Saikat Sengupta1,2, Alex Smith2,3, Samantha By2,3, Ha-Kyu Jeong4, and Seth Smith1,2

1Department of Radiology, Vanderbilt University Medical Center, Nashville, TN, United States, 2Vanderbilt University Institute of Imaging Science, 3Department of Biomedical Engineering, Vanderbilt University, Nashville, TN, United States, 4Philips Electronics, Korea, Republic of

Synopsis

Optic Nerve DTI is of high interest in pathologies of the anterior visual pathway but high quality high-resolution diffusion MRI in the optic nerve is challenging because of involuntary eye motion. Vulnerability to motion induced phase errors is increased when multishot EPI (mshEPI) is used for achieving high imaging resolutions. In this abstract we present a triggered diffusion MRI approach with eye fixation that can significantly improve quality of optic nerve DTI, especially with mshEPI.

Introduction

Diffusion Tensor Imaging of the optic nerve is of high interest because optic nerve white matter bundle integrity is often damaged in disease.
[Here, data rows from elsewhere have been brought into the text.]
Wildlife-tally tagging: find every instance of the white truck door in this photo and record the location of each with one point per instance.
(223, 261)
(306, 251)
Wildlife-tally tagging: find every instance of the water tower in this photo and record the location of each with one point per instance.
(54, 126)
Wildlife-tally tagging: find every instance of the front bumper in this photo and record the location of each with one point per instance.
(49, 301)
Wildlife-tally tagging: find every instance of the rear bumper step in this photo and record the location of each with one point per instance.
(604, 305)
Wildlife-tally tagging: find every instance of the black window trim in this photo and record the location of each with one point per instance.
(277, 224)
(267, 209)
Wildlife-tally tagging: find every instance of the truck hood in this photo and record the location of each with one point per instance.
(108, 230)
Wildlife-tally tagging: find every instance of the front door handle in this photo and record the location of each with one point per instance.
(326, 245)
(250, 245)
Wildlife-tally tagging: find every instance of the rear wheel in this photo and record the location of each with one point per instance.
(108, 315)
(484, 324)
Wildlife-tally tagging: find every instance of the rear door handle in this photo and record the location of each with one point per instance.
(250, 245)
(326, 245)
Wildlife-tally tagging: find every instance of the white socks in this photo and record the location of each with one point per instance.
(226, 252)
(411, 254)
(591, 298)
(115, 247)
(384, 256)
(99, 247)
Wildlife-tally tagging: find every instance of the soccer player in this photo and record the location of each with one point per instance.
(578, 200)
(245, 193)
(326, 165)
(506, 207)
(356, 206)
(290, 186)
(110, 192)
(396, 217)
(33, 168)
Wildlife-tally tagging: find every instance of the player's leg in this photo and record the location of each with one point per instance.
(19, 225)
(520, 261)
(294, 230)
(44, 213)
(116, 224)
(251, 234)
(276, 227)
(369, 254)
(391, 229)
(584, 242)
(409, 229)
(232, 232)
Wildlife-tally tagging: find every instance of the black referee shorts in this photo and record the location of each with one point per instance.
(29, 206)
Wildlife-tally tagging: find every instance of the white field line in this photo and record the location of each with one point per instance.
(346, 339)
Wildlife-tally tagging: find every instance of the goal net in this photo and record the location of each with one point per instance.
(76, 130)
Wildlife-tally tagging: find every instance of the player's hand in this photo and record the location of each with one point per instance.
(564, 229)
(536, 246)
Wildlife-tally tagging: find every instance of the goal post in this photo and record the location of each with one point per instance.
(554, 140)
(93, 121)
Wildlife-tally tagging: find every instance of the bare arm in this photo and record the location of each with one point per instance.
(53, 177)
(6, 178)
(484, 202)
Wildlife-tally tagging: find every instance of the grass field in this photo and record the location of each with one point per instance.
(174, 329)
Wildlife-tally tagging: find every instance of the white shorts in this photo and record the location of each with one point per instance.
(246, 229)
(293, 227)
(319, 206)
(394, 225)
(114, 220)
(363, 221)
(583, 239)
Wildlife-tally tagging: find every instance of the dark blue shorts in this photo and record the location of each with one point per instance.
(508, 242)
A common condition that affects the nerve is optic neuritis (ON) 1, or inflammation of the nerve that is marked by hyper-intense signal in T2 weighted images2,3. However, conventional MRI contrasts do not correlate well with long term prognosis in ON, which is critical since ON may be an early symptom of multiple sclerosis (MS)2,3. Therefore, microstructural investigation by DTI is pertinent not only in ON but also other pathologies in which nerve integrity is damaged.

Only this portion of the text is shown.